Sustainable capacity is built through structured return — through accountability, through implementation, and through honest interrogation of whether commitments made in one session have been acted upon before the next begins.’

Akingbulu disclosed that the pre-assessment report had formally directed media practitioners and platforms to resist amplifying unverified information and to strengthen fact-checking mechanisms, particularly across digital channels, noting that the session was designed to catalyse precisely that embedding.

He cited specific safety incidents — including the arrest of journalist Omoniyi Feranmi for documenting vote trading and the targeting of activist-lawyer Dele Farotimi — as evidence that independent election coverage in Ekiti required deliberate institutional preparation, not optimism.

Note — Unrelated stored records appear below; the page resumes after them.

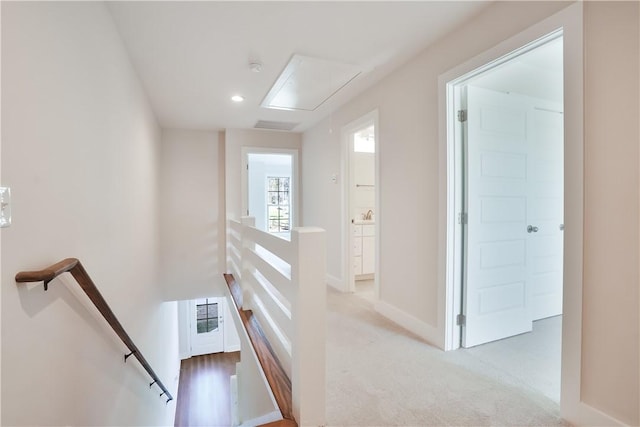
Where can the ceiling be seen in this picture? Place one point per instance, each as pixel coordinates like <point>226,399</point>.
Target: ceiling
<point>193,56</point>
<point>537,73</point>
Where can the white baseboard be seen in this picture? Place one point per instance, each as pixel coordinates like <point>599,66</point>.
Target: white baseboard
<point>425,331</point>
<point>263,419</point>
<point>334,282</point>
<point>582,414</point>
<point>232,348</point>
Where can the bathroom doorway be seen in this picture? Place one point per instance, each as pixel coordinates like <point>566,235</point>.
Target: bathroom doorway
<point>361,143</point>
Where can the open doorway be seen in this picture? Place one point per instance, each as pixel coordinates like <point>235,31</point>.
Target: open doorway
<point>361,205</point>
<point>509,144</point>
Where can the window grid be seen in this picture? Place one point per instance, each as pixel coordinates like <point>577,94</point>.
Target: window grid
<point>206,317</point>
<point>278,205</point>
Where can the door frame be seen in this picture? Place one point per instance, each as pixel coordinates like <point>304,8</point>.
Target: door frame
<point>456,97</point>
<point>346,134</point>
<point>570,20</point>
<point>295,179</point>
<point>221,301</point>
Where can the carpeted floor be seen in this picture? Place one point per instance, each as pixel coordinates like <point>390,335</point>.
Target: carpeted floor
<point>378,374</point>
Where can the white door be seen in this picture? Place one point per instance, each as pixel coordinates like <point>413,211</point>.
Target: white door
<point>545,210</point>
<point>514,205</point>
<point>270,191</point>
<point>207,316</point>
<point>496,295</point>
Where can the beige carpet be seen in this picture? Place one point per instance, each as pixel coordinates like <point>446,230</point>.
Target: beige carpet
<point>380,375</point>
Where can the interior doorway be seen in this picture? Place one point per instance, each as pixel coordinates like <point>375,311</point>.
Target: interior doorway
<point>509,145</point>
<point>207,332</point>
<point>361,203</point>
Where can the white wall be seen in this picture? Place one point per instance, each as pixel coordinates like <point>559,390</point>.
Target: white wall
<point>235,140</point>
<point>610,357</point>
<point>192,214</point>
<point>80,151</point>
<point>410,188</point>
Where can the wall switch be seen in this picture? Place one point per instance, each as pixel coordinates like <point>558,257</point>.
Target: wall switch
<point>5,207</point>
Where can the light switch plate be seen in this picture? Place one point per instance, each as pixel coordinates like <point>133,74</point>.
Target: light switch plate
<point>5,207</point>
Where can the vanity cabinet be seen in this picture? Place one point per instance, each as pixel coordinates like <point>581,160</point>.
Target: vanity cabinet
<point>363,249</point>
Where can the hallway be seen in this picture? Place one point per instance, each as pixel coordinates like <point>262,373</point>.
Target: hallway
<point>379,374</point>
<point>203,393</point>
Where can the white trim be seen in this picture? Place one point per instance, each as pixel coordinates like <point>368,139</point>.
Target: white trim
<point>263,419</point>
<point>347,130</point>
<point>424,330</point>
<point>570,20</point>
<point>456,100</point>
<point>336,283</point>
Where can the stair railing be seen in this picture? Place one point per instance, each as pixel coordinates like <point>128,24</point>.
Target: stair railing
<point>73,266</point>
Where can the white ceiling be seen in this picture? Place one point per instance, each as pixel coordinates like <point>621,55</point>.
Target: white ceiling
<point>193,56</point>
<point>537,73</point>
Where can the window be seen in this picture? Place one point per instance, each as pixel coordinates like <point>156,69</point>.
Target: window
<point>206,316</point>
<point>278,205</point>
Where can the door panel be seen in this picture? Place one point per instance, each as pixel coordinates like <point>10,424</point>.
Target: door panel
<point>207,316</point>
<point>496,295</point>
<point>514,198</point>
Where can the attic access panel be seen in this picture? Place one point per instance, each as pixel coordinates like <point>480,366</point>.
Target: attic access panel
<point>306,83</point>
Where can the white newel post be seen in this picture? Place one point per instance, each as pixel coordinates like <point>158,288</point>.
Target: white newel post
<point>247,291</point>
<point>309,327</point>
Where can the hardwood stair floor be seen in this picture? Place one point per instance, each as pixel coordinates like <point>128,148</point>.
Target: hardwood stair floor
<point>204,398</point>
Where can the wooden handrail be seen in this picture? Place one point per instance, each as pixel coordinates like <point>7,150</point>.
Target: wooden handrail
<point>274,372</point>
<point>73,266</point>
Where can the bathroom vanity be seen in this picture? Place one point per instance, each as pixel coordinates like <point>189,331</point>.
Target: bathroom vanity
<point>363,249</point>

The Programme Manager, Timothy Bamidele, submitted that the session’s timing and specificity were both deliberate and urgent. With few weeks to the governorship election, Bamidele noted that the training placed direct responsibility on broadcast journalists to serve as the first point of interception against electoral misinformation.

He emphasised that WhatsApp, cited by 78 percent of focus group respondents as the primary source of election disinformation in Ekiti, remained entirely encrypted and unregulated, making the editorial decisions of individual journalists — particularly at the moment a voice note lands in a station’s inbox — the single most consequential line of defence available before the polls open.

The session formed part of the EU-SDGN Phase II media component, implemented by Centre for Media and Society (CEMESO), which targets six expected results including enhanced professionalism among media practitioners, strengthened capacity to counter electoral misinformation, improved civic and voter education coverage, and a stronger National Broadcasting Commission.